To attract new capital, the “Individual Investors Act,” Act No. 22 of 2012, as amended (Act 22), provides tax ­exemptions to bona fide Puerto Rico residents whom were not bona-fide Puerto Rico residents for six-year period preceding the act’s enactment.

Qualifying as a bona fide Puerto Rico resident requires: (being present for at least 183 days during taxable year; and having no tax home outside of Puerto Rico during taxable year, nor a closer connection to the United States or foreign country other than Puerto Rico.

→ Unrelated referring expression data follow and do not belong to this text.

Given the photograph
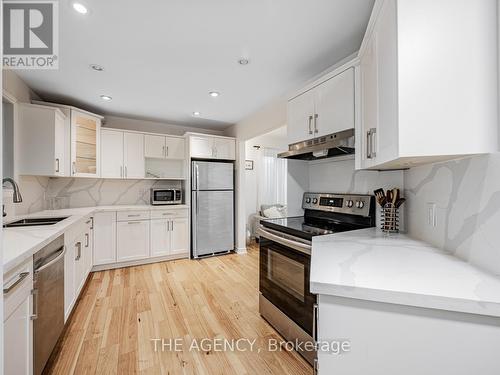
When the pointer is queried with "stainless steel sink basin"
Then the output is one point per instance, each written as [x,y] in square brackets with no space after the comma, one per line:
[34,221]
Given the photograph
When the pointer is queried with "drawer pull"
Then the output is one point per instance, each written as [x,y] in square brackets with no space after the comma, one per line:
[19,278]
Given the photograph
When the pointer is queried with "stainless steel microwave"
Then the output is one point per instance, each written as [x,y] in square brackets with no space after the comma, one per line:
[160,196]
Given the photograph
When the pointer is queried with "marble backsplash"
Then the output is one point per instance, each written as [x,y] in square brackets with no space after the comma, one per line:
[41,193]
[467,197]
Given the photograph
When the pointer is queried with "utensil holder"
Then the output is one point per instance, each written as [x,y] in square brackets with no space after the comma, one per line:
[390,218]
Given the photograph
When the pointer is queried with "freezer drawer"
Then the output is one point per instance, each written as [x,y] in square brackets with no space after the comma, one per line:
[213,222]
[212,176]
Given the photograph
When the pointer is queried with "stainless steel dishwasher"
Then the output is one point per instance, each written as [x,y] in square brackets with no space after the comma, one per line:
[48,301]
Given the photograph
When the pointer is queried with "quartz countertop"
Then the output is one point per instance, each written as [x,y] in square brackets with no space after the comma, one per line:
[367,264]
[21,243]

Not subject to federal income taxes on income derived from sources within Puerto Rico pursuant to Section 933 of IRC, bona fide Puerto Rico residents must only pay federal income tax on income derived from sources outside of Puerto Rico. Act 22’s “qualified investments tax exemptions” to new Puerto Rican bona fide residents ­include 100 percent tax exemption on all ­dividends, interest, and short-term and long-term capital gains.

Act 20

To promote export services, Puerto Rico enacted “Act to Promote the Export of Services,” Act No. 20 of 2012, as amended (Act 20), ­providing tax ­exemptions and credits to businesses engaged in “eligible activities” 
including:

  • assembly, bottling and packaging of products for export;
  • storage and distribution centers;
  • research and development;
  • advertising and public relations;
  • consulting services including architectural and engineering, project management, economic, scientific, environmental, technological, managerial, marketing, human resources, computer and auditing;
  • professional services such as legal, tax and accounting;
  • licensable computer software development;
  • hospital, laboratory, educational and training services; and
  • financial services including investment banking, asset management and management of investment alternatives, private capital, and hedge funds.

For income derived from customers located outside of Puerto Rico in relation to services rendered from Puerto Rico, Act 20 provides:

  • 4 percent fixed income tax rate;
  • 100 percent tax exemption on earnings and profits distributions;
  • tax exemptions of 90 percent personal (that can be up to 8.83 percent resulting in .883 percent effective rate) and real (that can be up to 10.83 percent resulting in 1.083 percent effective rate) property; 
and
  • 60 percent tax exemption on municipal taxes.